Monitoring Magento FPC Hit Rate

Published: June 16, 2016

We’ve been breaking some new ground (at least from what I can see in my Google searches) at Something Digital with the work we’ve been doing to monitor, and improve, FPC hit rate using Enterprise_PageCache on our client’s sites. I’ll likely publish a few posts related to this topic, but the first thing I wanted to focus on is why, and how, you can track your FPC hit rate.

NOTE: I've published a module on Github that you can use to get started with monitoring right away.

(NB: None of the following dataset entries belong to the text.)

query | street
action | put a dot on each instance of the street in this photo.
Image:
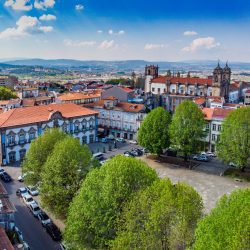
(33, 232)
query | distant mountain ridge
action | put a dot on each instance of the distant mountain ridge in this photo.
(126, 65)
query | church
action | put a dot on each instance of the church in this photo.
(173, 89)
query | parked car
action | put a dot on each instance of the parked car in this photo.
(22, 192)
(120, 140)
(28, 200)
(132, 142)
(35, 209)
(18, 234)
(5, 177)
(195, 157)
(53, 231)
(32, 190)
(203, 158)
(104, 140)
(43, 218)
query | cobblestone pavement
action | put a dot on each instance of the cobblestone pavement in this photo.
(211, 187)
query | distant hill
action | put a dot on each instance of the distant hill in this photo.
(126, 65)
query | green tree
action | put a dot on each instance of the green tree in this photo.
(39, 151)
(63, 173)
(153, 133)
(162, 216)
(228, 225)
(234, 143)
(91, 221)
(187, 128)
(6, 94)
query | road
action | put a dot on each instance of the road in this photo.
(33, 232)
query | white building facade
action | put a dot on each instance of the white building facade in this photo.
(16, 132)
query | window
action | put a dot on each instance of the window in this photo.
(218, 137)
(76, 127)
(91, 138)
(12, 156)
(213, 137)
(11, 140)
(21, 138)
(32, 136)
(84, 140)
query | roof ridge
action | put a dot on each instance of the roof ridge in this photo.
(11, 113)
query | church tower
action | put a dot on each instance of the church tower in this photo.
(221, 81)
(151, 72)
(217, 81)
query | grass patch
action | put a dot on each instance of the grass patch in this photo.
(237, 173)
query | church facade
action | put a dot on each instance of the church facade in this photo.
(174, 89)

Stick with me here, though, I'll show you why this is so important.

Why Should I Track Hit Rate?

It’s no secret that the faster your site is, the more likely you are to convert visitors. FPC virtually eliminates the time it takes your server to generate and respond with an HTML document. The savings FPC yields depend on the speed of your site without FPC. A variety of factors can impact that…

  • The power of your server
  • Your site’s theme
  • Your catalog setup
  • 3rd party extensions
  • Local customizations

Running a Magento 1.14.1.0 installation with sample data on a CentOS VM with 2GB of RAM it took me ~1.7 seconds to load /men/shirts.html uncached. When the page was pulled from FPC the server responded with the HTML document in less than 0.05 seconds!

Clearly we want the server to respond with cached pages as often as possible, however, there are many factors that can cause that to happen less often than we might like. A full investigation of those is not the focus of this post (although it likely will be explored in more depth in a follow up post), but here are some examples.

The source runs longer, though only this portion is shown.